I must have been actually working last month because I haven't heard about the entanglement-enhanced microscope. Does it do fluorescence microscopy? The was no mention of fluorescence in the article. It sounds like this is just better DIC imaging, which is of limited use in biology. Electron microscopy has (literally) been around since before the internet and has better resolution than anything you're going to get with light. Light microscopy seems to be primarily important today for basic stuff like whole tissue imaging (generally not requiring the resolution described here) or fluorescence microscopy, which it doesn't sound like this microscope can do. Fluorescence is useful because with most applications, you're trying to visualize a small thing in a much much much bigger volume of stuff. Like you're trying to see a protein within a cell within a tissue. Looking at cells with light for a small thing doesn't tell you much, you just see a blur. When the small thing is basically emitting it's own light, as happens sorta with fluorescence, you can see it.

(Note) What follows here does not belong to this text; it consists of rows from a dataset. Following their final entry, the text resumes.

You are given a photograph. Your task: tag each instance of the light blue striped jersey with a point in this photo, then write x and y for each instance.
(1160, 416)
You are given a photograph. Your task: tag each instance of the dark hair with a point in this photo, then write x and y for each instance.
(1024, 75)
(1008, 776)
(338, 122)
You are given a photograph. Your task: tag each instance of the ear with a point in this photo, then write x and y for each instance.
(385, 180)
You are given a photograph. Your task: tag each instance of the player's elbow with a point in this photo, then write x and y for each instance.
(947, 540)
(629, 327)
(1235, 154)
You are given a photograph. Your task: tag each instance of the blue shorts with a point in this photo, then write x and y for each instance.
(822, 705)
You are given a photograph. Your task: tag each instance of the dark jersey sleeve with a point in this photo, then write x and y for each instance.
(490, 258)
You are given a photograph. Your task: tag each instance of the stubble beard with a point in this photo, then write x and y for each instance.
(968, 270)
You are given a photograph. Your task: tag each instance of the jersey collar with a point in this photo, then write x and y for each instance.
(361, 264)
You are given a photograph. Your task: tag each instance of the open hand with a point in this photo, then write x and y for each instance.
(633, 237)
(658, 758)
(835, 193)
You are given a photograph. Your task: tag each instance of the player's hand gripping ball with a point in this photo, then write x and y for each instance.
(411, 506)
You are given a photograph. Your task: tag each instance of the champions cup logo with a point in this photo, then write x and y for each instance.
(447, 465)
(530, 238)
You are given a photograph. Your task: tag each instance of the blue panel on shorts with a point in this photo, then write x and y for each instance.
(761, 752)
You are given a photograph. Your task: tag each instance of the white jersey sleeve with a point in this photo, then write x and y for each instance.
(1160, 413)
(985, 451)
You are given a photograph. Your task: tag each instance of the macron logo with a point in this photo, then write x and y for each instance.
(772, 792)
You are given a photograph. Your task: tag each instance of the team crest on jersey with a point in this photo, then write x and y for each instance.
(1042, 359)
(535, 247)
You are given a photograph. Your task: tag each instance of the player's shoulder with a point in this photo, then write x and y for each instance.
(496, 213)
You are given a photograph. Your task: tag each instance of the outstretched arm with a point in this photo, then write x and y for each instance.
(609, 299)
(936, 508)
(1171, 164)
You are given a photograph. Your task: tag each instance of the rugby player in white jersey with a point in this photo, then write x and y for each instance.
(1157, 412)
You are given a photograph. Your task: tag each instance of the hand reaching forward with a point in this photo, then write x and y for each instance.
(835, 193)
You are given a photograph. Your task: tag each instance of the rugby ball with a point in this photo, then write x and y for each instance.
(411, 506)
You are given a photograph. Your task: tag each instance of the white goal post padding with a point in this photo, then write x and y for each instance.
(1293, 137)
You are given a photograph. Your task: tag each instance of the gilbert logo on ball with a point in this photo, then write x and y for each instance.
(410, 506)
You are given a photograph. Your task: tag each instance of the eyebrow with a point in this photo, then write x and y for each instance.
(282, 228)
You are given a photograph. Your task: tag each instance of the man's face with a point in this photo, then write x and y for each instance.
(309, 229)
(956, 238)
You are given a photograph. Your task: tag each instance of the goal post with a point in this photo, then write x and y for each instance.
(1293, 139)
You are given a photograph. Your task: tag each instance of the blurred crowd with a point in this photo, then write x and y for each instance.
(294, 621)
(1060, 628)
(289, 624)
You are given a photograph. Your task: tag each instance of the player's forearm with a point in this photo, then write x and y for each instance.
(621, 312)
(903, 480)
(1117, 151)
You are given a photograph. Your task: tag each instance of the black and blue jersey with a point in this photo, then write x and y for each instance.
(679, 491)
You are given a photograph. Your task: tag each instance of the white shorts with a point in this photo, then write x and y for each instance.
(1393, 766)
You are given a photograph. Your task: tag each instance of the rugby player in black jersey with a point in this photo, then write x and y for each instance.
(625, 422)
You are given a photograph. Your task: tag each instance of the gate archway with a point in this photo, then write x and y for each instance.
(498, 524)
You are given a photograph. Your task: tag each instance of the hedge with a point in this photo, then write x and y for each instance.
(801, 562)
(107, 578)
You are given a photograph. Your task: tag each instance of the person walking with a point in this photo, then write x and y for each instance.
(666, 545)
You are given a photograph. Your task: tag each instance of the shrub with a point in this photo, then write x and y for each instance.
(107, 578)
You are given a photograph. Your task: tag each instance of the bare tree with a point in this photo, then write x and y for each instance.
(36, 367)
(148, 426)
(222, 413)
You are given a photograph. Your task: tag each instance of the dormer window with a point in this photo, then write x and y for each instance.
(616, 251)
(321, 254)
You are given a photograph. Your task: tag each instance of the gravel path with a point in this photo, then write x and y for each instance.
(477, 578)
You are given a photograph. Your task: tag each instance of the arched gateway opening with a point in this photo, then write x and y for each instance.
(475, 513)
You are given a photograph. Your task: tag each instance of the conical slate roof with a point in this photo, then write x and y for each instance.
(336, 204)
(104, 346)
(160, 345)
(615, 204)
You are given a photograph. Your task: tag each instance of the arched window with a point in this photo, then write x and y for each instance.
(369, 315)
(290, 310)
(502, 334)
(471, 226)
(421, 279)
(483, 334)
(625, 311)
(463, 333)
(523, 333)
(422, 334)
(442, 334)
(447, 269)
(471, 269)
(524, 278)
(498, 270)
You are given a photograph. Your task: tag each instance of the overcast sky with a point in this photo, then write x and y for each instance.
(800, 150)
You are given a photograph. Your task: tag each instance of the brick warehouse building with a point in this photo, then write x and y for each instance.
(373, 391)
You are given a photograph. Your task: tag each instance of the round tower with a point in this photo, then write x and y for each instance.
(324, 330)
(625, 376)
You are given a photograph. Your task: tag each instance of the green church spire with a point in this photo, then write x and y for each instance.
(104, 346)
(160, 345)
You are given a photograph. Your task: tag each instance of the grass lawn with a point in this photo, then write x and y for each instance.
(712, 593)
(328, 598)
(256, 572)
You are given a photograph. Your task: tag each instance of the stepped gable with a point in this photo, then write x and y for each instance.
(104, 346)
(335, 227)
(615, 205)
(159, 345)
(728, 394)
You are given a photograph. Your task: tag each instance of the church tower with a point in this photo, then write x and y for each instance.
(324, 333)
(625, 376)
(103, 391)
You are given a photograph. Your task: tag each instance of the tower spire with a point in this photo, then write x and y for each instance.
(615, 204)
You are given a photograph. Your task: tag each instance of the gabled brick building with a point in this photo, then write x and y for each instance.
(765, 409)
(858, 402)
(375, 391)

There are also already fluorescence based microscopy techniques which surpass the diffraction limit.
I'm not going to say it doesn't sound useful, since most of the time, you only realize how useful a thing is once you already have it. I'll just say that if the microscope mentioned here doesn't do fluorescence, I can't think of anything one would use it for that they wouldn't be able to do better with EM or fluorescence microscopy.